I don't think this is a good sign. Perhaps the professional societies can openly publish a full breakdown of what they're spending money on?

Thank you for tweeting this.

I'm making my way through the IEEE annual report to which you linked[a], and am dumbfounded too. Not only does the IEEE spend $193.4M/year operating "periodicals and media," they also spend $103.5M/year on "membership and public imperatives" (!?) and $38.5M/year on "standards" (!?). Note that these figures do not include the amounts spent on conferences, which are at least tangible.

Moreover, it looks like the organization has $523.8M in investments at fair value (p. 43) -- an endowment greater than that of the vast majority of US colleges and universities. Am I imagining things, or does the IEEE look a lot like "a small hedge fund attached to a professional organization?"

To put that last figure in perspective, if income and gains from the IEEE's investment portfolio are, say, at least 5%/year, they could fund all of arXiv.org's annual expenses 20 times over in perpetuity without dipping into capital.

Something smells rotten indeed.

[a] https://www.ieee.org/content/dam/ieee-org/ieee/web/org/corpo...

Another asset they have (and monetize) is a vast library of old papers. For instance, if you want to read Kildall's 1973 classic "A unified approach to global program optimization" then ACM will gladly let you do so... after you pay them $15.00 for the 8 page paper. https://dl.acm.org/doi/10.1145/512927.512945

It's hard to see how this is compatible with their claim to be "Advancing Computing as a Science & Profession".

Another reason why something like Sci-Hub is a public good despite its negative press.

I just clicked it and downloaded the paper?

(I agree with you just possibly a poor example)

If you're on a university or corporate network it's possible there is an org-level subscription that gives you "free" access to everything.

Clicked at home and got the paywall. Pretty sure you're on a network with access.

Spooky! That makes sense.

Wouldn't have known because I've been (ummm...) "Acquiring" (libgen) them elsewhere

> and $38.5M/year on "standards" (!?)

Does "standards" mean things like these?

WiFi: https://en.m.wikipedia.org/wiki/IEEE_802.11

Floating point: https://en.m.wikipedia.org/wiki/IEEE_754

Those types of standards seem pretty important.

Now that you mention it, probably, yes.

Still, $38.5M/year?

Those are very expensive, although that only pushes the ripoff back one level, because why do they cost money at all?
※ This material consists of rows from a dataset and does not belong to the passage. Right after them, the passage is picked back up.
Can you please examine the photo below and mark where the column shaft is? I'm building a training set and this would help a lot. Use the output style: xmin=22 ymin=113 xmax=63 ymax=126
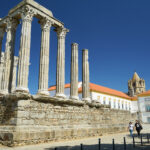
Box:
xmin=1 ymin=18 xmax=18 ymax=94
xmin=16 ymin=8 xmax=33 ymax=92
xmin=0 ymin=52 xmax=4 ymax=91
xmin=38 ymin=19 xmax=51 ymax=95
xmin=56 ymin=28 xmax=68 ymax=98
xmin=11 ymin=56 xmax=18 ymax=92
xmin=70 ymin=43 xmax=79 ymax=100
xmin=82 ymin=49 xmax=91 ymax=102
xmin=0 ymin=27 xmax=5 ymax=63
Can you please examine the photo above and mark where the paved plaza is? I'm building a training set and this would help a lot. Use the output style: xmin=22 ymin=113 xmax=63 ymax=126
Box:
xmin=0 ymin=125 xmax=150 ymax=150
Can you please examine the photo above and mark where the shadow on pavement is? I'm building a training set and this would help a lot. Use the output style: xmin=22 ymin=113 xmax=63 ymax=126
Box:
xmin=44 ymin=144 xmax=150 ymax=150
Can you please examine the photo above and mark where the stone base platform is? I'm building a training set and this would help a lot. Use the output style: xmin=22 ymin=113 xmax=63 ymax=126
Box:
xmin=0 ymin=94 xmax=136 ymax=146
xmin=0 ymin=126 xmax=126 ymax=147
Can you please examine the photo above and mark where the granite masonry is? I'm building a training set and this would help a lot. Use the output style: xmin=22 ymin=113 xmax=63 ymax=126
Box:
xmin=0 ymin=0 xmax=136 ymax=146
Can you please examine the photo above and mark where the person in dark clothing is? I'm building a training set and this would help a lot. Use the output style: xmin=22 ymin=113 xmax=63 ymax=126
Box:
xmin=135 ymin=120 xmax=143 ymax=137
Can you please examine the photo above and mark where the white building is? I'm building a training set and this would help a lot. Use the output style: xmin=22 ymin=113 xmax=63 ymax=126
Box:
xmin=138 ymin=90 xmax=150 ymax=123
xmin=49 ymin=82 xmax=138 ymax=113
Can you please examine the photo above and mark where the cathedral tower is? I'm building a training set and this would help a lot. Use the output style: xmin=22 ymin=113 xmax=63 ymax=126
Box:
xmin=128 ymin=72 xmax=145 ymax=96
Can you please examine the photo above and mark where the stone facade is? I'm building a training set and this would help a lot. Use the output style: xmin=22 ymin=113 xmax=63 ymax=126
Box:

because you have to run lots of meetings and pay technical editors to go over them, produce diagrams, etc?

i'm not arguing that any specific amount is appropriate, but "free" seems a little low.

I was secretary for IEEE 802.20. It is a volunteer position as is the chair position, but some evil company usually has the "independent" chair on its payroll (I'm looking at you, QUALCOMM). There are no paid editors draft standards are written by committee or companies as are change proposals (I have standardized many) and the chair usually merges the changes, for free. The only people paid at conferences are the registration people.

Wow, I didn't realize the standards stuff is also done by volunteers.

> The only people paid at conferences are the registration people.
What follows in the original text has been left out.